Logo Questions Linux Laravel Mysql Ubuntu Git Menu
 

Debug memory issue in Haskell

I'm trying to solve the whole Advent of Code series in Haskell.

I'm encountering a memory issue while solving the 2015/06 exercise where there is a bunch of instructions to turn on, off and toggle lights on a grid. The goal is to count the number of lit lights at the end.

Given instructions are parsed and stored in a Instruction type, this is the type definition:

data Instruction = Instruction Op Range deriving Show
data Op = Off | On | Toggle | Nop deriving Show
data Range = Range Start End deriving Show
type Start = Point
type End = Start
data Point = Point Int Int deriving Show

This is the code that calculates the result.

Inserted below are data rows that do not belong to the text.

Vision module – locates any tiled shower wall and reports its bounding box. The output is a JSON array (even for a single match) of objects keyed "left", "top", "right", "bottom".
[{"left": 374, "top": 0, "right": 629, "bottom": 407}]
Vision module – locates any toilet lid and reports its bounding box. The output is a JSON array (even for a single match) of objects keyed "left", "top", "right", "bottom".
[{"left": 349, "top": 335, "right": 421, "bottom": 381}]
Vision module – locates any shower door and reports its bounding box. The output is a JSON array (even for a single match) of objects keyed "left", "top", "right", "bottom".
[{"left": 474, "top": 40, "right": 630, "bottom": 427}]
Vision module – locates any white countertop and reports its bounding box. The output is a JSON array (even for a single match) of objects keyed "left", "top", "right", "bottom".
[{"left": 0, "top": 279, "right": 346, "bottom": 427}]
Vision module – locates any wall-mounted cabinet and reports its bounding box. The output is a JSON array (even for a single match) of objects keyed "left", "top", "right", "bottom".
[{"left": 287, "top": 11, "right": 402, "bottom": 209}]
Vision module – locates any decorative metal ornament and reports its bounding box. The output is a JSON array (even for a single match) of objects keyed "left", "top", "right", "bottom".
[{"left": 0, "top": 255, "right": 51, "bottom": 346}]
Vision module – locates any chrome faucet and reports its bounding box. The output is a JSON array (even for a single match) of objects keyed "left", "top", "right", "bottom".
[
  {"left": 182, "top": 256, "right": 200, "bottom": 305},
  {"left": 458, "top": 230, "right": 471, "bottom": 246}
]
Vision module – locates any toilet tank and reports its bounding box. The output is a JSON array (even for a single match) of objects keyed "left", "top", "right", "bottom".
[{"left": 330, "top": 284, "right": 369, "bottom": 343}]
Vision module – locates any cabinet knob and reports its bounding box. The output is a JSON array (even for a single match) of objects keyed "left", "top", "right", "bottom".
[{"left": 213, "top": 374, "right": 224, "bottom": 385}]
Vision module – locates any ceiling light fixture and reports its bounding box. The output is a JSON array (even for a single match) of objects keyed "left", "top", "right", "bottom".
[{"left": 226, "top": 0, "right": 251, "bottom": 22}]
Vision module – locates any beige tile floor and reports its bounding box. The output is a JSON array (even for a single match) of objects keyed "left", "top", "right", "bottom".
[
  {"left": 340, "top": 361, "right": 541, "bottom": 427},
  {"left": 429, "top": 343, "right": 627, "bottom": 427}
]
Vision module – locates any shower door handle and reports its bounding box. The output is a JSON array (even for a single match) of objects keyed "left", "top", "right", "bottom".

I'm trying to abstract over the fact that a light is a Boolean by using a typeclass

gridWidth, gridHeight :: Int
gridWidth = 1000
gridHeight = 1000

initialGrid :: Togglable a => Matrix a
initialGrid = matrix gridWidth gridHeight (const initialState)

instance Monoid Op where
  mempty = Nop

instance Semigroup Op where
  _ <> On = On
  _ <> Off = Off
  x <> Nop = x
  Off <> Toggle = On
  On <> Toggle = Off
  Toggle <> Toggle = Nop
  Nop <> Toggle = Toggle

class Togglable a where
  initialState :: a
  apply :: Op -> a -> a

instance Togglable Bool where
  initialState = False
  apply On = const True
  apply Off = const False
  apply Toggle = not
  apply Nop = id

-- Does the Range of the instruction apply to this matrix coordinate?
(<?) :: Range -> (Int, Int) -> Bool
(<?) (Range start end) (x, y) = let
  (Point x1 y1) = start
  (Point x2 y2) = end
  (mx, my) = (x-1, y-1) -- translate from matrix coords (they start from 1!)
  in and [
    mx >= min x1 x2, mx <= max x1 x2,
    my >= min y1 y2, my <= max y1 y2
  ]

stepGenerator :: Instruction -> Matrix Op
stepGenerator (Instruction op r) = let
  g coord = if r <? coord then op else Nop
  in matrix gridWidth gridHeight g

allStepsMatrix :: [Instruction] -> Matrix Op
allStepsMatrix = mconcat.map stepGenerator

finalGrid :: Togglable a => Matrix a -> Matrix Op -> Matrix a
finalGrid z op = fmap apply op <*> z

countOn :: Matrix Bool -> Integer
countOn = toInteger.foldr (\x -> if x then (+1) else id) 0

partA :: Challenge (String -> Integer)
partA = Challenge $ countOn.finalGrid initialGrid.allStepsMatrix.parse

The solution will be the Integer returned by what's inside partA. parse works and has type parse :: String -> [Instruction]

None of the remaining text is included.